Open soumyaremesh opened 1 month ago

soumyaremesh commented 1 month ago

We are very excited to use Alphalink2 to predict antigen-antibody structures for several complexes where we have DSSO based cross linking data. Alphalink2 is a really useful software and fits well into our workflow. Thank you for this open source platform. I have a locally installed version of Alphalink2 and have successfully generated models for a complex of interest and also experimentally validated the predicted interface. I didn't see notes on how to change parameters like recycling iterations and sampling in the README file in the local version. These would be very useful for some of the other complicated complexes we are working on. Many thanks!

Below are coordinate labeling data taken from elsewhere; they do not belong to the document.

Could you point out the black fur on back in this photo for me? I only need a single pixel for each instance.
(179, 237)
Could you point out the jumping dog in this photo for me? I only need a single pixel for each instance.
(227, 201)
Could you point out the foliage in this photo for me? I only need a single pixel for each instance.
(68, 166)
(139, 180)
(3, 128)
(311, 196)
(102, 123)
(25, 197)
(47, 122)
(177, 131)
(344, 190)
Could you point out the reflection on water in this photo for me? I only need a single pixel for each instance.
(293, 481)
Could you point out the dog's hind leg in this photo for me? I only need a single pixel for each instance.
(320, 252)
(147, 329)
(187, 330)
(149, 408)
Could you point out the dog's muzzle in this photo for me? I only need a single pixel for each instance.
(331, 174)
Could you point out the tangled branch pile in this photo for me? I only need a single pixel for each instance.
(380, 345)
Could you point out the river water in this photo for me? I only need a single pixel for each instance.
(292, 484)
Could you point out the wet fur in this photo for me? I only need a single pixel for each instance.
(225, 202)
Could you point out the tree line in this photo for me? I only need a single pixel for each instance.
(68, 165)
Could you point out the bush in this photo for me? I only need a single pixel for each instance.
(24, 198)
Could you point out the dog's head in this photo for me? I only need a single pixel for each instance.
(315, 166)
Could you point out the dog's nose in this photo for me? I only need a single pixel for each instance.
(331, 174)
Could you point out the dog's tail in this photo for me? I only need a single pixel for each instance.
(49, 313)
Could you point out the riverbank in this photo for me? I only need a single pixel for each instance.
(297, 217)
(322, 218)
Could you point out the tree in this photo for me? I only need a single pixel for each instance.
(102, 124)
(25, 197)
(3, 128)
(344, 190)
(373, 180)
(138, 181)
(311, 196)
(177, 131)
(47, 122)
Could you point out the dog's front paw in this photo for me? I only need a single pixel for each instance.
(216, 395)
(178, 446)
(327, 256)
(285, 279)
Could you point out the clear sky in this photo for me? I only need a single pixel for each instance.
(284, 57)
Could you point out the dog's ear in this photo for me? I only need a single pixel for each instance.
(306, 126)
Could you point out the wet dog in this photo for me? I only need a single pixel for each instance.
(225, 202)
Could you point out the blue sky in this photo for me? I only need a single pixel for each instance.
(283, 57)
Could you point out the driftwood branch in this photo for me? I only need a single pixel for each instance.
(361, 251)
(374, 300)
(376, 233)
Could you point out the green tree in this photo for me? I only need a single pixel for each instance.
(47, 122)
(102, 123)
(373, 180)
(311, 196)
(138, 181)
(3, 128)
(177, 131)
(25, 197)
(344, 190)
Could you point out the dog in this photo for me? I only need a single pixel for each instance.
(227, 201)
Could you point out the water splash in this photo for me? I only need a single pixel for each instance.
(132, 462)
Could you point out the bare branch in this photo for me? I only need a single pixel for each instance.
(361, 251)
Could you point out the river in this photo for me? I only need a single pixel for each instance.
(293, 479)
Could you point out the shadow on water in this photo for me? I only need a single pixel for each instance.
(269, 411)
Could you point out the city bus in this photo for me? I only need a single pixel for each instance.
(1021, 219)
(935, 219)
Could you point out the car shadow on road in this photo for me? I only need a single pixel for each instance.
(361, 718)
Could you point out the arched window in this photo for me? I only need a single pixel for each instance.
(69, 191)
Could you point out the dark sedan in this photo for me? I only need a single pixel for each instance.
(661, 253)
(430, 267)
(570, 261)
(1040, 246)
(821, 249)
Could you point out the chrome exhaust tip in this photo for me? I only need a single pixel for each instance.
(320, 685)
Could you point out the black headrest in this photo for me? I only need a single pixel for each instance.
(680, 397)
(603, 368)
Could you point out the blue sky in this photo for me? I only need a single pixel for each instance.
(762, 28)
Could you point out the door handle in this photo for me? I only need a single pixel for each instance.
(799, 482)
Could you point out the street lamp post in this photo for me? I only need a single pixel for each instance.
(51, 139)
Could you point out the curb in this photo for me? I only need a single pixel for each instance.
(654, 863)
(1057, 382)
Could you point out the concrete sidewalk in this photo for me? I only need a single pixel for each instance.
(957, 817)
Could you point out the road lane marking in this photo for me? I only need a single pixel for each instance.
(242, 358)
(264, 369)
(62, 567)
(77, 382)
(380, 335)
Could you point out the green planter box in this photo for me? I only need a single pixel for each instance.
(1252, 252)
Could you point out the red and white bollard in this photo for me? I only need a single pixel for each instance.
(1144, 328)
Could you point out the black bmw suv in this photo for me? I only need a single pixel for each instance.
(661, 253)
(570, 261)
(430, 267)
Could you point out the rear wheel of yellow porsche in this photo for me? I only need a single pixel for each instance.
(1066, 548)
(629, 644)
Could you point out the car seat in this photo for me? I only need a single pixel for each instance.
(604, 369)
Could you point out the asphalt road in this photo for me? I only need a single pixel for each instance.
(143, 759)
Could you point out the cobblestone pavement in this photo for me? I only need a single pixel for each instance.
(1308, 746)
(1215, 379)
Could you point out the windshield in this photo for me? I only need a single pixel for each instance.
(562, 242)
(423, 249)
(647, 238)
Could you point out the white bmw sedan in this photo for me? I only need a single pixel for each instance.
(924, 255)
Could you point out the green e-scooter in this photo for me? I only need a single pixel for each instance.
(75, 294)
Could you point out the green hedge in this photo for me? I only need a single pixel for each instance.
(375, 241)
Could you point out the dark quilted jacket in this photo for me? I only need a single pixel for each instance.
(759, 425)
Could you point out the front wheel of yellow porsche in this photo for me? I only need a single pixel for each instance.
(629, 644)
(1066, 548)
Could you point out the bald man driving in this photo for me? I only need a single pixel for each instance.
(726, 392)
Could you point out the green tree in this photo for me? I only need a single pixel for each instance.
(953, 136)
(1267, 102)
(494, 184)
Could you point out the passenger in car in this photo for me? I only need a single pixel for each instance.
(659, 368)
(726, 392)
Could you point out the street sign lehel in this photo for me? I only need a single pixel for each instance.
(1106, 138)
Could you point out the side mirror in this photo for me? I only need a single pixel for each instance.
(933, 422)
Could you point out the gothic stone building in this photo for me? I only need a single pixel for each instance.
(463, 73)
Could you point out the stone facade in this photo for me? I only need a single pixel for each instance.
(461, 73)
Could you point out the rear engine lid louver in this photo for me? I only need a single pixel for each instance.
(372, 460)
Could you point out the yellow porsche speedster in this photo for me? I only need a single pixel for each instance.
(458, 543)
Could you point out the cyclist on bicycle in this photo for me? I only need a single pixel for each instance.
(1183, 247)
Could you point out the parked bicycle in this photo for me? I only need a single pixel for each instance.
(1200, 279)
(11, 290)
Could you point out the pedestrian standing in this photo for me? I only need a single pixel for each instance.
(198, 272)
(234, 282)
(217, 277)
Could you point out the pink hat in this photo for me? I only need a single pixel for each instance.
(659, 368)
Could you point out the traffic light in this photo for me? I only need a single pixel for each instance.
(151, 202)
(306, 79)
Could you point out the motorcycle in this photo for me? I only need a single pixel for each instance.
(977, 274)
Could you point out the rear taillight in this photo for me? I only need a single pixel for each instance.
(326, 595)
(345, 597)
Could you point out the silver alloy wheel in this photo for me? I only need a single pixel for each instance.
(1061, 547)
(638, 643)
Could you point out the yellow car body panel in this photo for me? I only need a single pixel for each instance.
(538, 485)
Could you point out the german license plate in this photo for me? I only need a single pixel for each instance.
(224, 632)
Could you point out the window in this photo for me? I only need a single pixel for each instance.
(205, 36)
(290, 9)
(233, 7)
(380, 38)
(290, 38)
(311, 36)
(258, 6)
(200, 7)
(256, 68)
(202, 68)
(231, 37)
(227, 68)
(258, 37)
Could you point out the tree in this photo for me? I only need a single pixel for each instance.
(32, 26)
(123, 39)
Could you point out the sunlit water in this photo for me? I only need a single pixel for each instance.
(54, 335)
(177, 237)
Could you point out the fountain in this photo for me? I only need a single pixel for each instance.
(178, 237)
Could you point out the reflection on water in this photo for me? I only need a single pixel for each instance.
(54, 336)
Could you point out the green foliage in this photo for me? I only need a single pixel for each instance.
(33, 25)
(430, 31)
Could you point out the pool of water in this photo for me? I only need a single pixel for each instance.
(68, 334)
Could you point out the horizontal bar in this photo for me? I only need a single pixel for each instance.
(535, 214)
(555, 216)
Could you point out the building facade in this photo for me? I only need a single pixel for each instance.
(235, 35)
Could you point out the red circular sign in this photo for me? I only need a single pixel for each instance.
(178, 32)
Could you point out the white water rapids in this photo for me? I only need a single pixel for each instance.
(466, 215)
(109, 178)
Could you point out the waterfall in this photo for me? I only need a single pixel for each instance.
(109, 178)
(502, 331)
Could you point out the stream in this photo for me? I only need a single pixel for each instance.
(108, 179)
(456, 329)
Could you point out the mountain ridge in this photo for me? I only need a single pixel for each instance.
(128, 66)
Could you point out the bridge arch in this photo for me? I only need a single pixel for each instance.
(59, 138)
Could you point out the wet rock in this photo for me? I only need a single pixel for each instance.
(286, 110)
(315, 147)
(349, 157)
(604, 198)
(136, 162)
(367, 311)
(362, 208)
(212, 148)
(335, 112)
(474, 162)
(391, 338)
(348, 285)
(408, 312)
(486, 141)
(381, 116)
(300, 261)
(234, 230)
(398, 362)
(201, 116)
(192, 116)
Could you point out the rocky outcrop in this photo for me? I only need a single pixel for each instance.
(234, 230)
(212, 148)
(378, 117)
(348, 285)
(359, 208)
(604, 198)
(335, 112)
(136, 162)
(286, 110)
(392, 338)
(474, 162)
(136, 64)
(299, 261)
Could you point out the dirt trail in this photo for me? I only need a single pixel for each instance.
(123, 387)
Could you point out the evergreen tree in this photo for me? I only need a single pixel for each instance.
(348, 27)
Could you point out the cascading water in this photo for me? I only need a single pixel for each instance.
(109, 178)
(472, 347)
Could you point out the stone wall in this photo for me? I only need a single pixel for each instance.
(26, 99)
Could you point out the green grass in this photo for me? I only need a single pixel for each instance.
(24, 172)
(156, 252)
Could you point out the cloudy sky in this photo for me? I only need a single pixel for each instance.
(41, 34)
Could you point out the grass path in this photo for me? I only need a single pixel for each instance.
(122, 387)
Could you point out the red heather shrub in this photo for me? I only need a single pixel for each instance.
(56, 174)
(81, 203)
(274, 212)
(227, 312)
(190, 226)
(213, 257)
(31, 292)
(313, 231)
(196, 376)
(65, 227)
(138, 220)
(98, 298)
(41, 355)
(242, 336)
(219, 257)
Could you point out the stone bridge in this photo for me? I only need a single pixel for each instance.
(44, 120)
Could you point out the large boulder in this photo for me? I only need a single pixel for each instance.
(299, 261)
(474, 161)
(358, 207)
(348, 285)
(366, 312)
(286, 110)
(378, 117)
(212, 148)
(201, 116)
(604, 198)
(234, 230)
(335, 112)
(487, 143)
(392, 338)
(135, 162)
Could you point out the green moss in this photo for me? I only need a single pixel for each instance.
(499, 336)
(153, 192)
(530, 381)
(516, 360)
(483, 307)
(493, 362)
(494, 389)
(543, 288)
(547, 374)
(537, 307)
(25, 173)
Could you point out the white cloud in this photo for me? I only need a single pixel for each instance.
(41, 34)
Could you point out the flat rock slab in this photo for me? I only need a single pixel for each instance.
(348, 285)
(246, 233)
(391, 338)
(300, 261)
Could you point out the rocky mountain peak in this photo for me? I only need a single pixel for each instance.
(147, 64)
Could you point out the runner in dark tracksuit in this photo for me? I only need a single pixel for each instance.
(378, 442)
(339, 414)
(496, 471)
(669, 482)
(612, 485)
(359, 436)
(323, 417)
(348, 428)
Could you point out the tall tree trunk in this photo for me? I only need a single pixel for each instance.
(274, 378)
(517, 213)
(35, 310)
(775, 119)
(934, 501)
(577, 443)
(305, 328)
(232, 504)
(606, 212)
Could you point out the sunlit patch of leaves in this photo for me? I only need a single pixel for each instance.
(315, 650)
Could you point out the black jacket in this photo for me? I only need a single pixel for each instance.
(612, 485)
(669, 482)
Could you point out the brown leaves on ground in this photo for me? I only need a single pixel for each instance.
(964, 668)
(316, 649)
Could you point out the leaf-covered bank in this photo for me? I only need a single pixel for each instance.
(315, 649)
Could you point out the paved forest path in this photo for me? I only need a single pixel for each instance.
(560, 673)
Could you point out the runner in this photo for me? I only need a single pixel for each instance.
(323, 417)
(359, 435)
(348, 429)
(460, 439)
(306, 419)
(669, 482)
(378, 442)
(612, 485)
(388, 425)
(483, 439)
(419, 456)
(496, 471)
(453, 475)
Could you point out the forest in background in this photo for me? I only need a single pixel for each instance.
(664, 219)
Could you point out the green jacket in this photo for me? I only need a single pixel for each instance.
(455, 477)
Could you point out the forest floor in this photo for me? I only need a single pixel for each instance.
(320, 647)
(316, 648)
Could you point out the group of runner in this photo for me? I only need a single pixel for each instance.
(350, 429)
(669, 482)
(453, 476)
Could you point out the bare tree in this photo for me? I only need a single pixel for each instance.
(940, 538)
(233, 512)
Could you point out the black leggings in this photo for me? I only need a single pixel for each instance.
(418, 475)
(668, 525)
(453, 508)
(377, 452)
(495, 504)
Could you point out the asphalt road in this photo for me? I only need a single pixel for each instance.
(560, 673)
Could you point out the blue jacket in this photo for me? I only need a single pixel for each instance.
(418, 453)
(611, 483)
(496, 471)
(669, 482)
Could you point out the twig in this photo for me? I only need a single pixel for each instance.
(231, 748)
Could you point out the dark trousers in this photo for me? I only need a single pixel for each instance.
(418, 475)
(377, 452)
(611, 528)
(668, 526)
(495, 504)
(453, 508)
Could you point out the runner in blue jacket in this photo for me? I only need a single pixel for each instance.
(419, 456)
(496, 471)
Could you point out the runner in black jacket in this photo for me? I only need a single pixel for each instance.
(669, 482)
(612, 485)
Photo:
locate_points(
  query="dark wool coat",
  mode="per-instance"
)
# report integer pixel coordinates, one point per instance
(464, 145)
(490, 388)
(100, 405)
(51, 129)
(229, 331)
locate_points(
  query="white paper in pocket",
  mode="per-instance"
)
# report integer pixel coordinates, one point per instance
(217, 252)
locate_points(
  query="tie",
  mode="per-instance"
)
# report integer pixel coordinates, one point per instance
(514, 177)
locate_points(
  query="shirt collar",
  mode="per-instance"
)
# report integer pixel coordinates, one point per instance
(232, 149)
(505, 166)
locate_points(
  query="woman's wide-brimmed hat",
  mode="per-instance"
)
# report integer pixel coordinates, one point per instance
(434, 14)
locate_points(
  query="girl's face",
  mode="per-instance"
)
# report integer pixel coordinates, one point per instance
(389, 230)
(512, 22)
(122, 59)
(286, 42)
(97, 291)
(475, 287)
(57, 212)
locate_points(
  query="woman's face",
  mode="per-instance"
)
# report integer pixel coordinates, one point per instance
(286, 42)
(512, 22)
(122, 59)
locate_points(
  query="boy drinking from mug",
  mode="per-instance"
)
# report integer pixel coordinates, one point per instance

lhatsk commented 1 month ago

Hi!

Sorry, the parameters are not directly exposed at the moment. They can be changed in or via inference.py

https://github.com/Rappsilber-Laboratory/AlphaLink2/blob/main/inference.py#L329

https://github.com/Rappsilber-Laboratory/AlphaLink2/blob/main/inference.py#L334

or added to run_alphalink.sh e.g.,

python inference.py \
    --model_name="multimer_af2_crop" \
    --param_path=$param_path \
    --data_dir=$output_dir_base \
    --target_name=$target_name \
    --output_dir=$output_dir_base \
        --crosslinks=$crosslinks \
    --bf16 \
    --use_uniprot \
        --save_raw_output \
    --relax \
        --times=100 \
        --max_recycling_iters=20

I should expose these... For more complicated complexes it also makes sense to test the v3 weights. Hope AlphaLink2 helps you! Keep in mind it wasn't optimised for DSSO.

lhatsk commented 1 month ago

The arguments are now exposed in run_alphalink.sh

soumyaremesh commented 1 month ago

Just had a quick follow-up question about the method not being optimized for DSSO. Our assumption was that since the Ca-Ca distance limit for DSSO is comparable to that for SDA we could use DSSO. Are there other considerations to be made here? Also, many thanks for such prompt responses and edits to the code.

lhatsk commented 1 month ago

No. It was just to manage expectations. SDA is already fairly low resolution at least compared to the evolutionary information used in structure prediction and DSSO data is usually sparser than SDA. If there is not much support in the evolutionary data, it's sometimes hard to get the structures close enough to form an interface.